Deus existe é Ele mora recluso em algum lugar em Bruxelas. Rabugento, abusivo, desbocado e vingativo vive diante a tela de um computador ultrapassado controlando a vida da humanidade e sempre preocupado em evitar que os humanos tenham ideias de “fugir de toda a merda”. Os temas como Livre-arbítrio, Determinação e o Tempo desenvolvidos de forma simbólica e filosófica em Sr. Ninguém, em O Novo Testamento são expostos de forma direta e ironicamente divertida – se nascimento e morte são maquiavelicamente determinados por Deus em um computador, quando o homem tiver em suas mãos essas informações então poderá se libertar de toda dor e sofrimento impostos pela sociedade e ter a vida em suas próprias mãos. Então, Deus não morrerá: apenas se tornará uma ideia inútil.

O Filme

Sobre Jesus, filho de Deus, todos nós sabemos a história: veio para esse planeta para falar de um novo Deus, capaz de compaixão, perdão e amor, diferente do Deus de Moisés – onipotente, vingativo e castigador. Foi assassinado pelos romanos no meio da sua missão e ficou para os apóstolos o trabalho de interpretar a mensagem de Jesus.

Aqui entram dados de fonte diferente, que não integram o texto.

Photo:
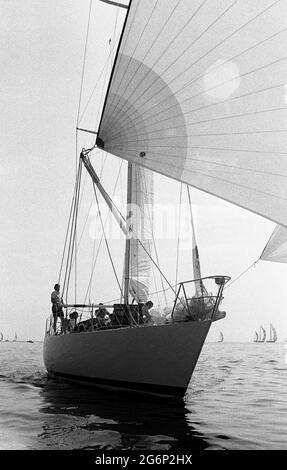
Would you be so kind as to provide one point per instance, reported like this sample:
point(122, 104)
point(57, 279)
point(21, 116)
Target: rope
point(106, 241)
point(177, 248)
point(240, 275)
point(95, 258)
point(84, 62)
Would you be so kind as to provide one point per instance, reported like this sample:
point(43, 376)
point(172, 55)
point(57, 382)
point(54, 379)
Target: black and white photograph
point(143, 239)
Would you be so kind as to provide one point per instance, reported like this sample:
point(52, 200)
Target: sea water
point(237, 399)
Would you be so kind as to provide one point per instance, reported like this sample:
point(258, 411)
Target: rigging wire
point(72, 232)
point(94, 261)
point(84, 61)
point(244, 272)
point(106, 241)
point(178, 235)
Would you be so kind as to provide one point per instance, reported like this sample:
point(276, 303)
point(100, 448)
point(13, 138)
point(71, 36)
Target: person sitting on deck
point(102, 317)
point(145, 311)
point(57, 307)
point(73, 321)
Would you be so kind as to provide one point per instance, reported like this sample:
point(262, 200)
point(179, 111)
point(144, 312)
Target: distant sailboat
point(221, 337)
point(272, 335)
point(262, 335)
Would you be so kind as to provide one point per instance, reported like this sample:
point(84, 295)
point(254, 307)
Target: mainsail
point(198, 93)
point(142, 225)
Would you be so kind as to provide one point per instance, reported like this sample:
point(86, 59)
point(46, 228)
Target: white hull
point(154, 359)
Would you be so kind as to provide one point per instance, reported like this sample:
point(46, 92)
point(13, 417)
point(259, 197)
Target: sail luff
point(99, 141)
point(142, 229)
point(128, 240)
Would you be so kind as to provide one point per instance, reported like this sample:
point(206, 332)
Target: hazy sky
point(41, 62)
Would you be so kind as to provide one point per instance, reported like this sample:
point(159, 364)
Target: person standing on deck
point(57, 306)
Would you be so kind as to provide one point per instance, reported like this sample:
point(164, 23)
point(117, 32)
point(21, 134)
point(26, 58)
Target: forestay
point(198, 93)
point(141, 223)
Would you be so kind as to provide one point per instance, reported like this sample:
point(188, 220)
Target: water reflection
point(86, 418)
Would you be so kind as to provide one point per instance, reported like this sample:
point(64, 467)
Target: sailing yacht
point(262, 335)
point(272, 334)
point(196, 94)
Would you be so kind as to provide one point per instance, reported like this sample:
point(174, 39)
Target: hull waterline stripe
point(151, 388)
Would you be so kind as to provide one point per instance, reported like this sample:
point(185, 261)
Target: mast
point(128, 239)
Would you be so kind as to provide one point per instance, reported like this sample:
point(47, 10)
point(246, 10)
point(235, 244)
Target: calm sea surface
point(237, 399)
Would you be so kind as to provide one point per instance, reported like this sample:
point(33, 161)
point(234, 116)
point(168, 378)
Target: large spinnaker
point(276, 248)
point(198, 94)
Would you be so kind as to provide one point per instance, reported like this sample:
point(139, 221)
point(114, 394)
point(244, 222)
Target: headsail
point(273, 334)
point(276, 248)
point(142, 225)
point(198, 93)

Mas ninguém conhece a história da filha de Deus (chamada Ea - Pili Groyne) que vive com seu Pai em um sombrio apartamento em Bruxelas com a sua mãe (simplesmente chamada de “Deusa”) e as memórias do falecido irmão, transformado em pequeno adereço decorativo sobre um móvel que, vez ou outra, ganha vida e estimula sua irmã em seus planos de se libertar do Pai. Ea é uma clara alusão ao mito gnóstico de Sophia ("Sabedoria"): aquela que caiu sob o jugo do Demiurgo, mas que secretamente procura ajudar o homem ao lembrá-lo que dentro dele está a Luz que o conecta à Plenitude. “Não tenha ideias loucas como o seu irmão”, ameaça Deus grunhindo para Ea enquanto arrasta seus chinelos e um sujo roupão.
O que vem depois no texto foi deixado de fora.